The Supreme Court's rulings held unconstitutional only prayers sponsored, prescribed, regulated or managed by some level of government. Religious leaders know full well that there is and can be no "one size fits all" prayer, that children's values are developed mainly in the home and from TV, and that a dollop of state-sponsored prayer has never been shown to be a positive influence on children in any country.
It is curious that people who want to shrink government and "get government off people's backs" want to expand the power of government into the sacred area of religion.

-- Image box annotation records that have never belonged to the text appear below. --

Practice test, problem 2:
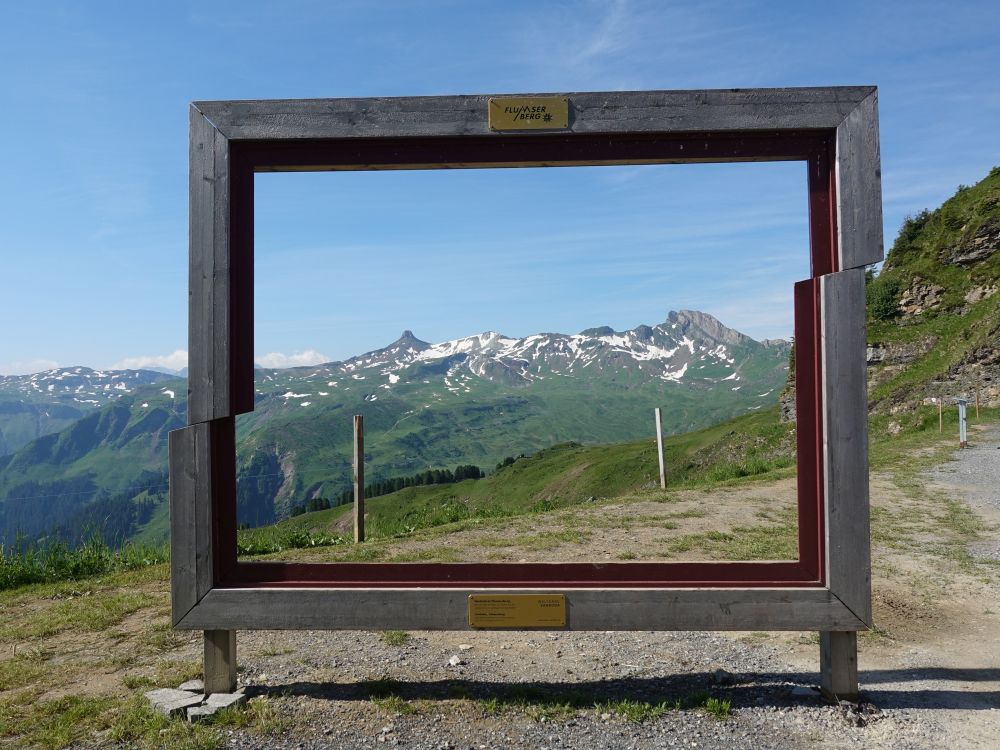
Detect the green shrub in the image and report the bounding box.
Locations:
[865,275,900,320]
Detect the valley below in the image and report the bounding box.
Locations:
[0,424,1000,749]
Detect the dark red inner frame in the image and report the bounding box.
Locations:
[212,131,838,589]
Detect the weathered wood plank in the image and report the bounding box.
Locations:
[820,268,872,625]
[179,588,864,630]
[819,630,858,701]
[168,423,212,625]
[204,630,236,695]
[836,91,885,271]
[195,86,874,140]
[188,107,230,424]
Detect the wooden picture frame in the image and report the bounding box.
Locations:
[170,86,883,694]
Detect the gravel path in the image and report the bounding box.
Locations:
[215,632,932,750]
[195,429,1000,750]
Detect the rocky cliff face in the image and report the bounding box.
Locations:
[868,168,1000,413]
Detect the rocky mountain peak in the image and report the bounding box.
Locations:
[667,310,753,346]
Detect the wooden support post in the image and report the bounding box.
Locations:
[819,630,859,701]
[653,406,667,490]
[958,398,969,448]
[205,630,236,695]
[354,414,365,544]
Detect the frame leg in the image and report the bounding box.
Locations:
[819,630,858,701]
[205,630,236,695]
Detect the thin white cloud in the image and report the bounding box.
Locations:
[111,349,187,370]
[0,359,59,375]
[254,349,330,370]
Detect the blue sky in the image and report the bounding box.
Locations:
[0,1,1000,374]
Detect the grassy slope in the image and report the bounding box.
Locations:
[252,407,794,542]
[868,168,1000,405]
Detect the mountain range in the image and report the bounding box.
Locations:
[0,310,790,544]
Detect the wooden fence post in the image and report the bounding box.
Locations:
[354,414,365,544]
[819,630,859,701]
[653,406,667,490]
[204,630,236,695]
[958,398,969,448]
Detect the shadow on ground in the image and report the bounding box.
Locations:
[240,668,1000,710]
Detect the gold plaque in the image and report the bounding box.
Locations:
[489,96,569,130]
[469,594,566,628]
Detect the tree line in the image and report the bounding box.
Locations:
[292,464,486,516]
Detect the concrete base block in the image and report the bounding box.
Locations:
[145,688,205,716]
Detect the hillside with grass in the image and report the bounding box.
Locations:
[867,167,1000,414]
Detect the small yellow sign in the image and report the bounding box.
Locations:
[489,96,569,130]
[469,594,566,628]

School prayer advocates must have a low opinion of individual consciences, families and religious institutions since they seem to want government to prop them up.
In our wonderfully diverse and pluralistic country it is strange that anyone would want any level of government to decide when, where or how children will engage in religious expression.
Claims that public schools are unfriendly to religion are paranoid nonsense. Our elected school boards, administrators and teachers are a cross-section of our population.
Annual Gallup polls show strong public support for our schools, and a smaller percentage of our children attend private schools now than 30 years ago.
Our Bill of Rights has not been amended in 200 years. It would be most unwise to do so now.
Edd Doerr
Silver Spring
The writer is executive director of Americans for Religious Liberty.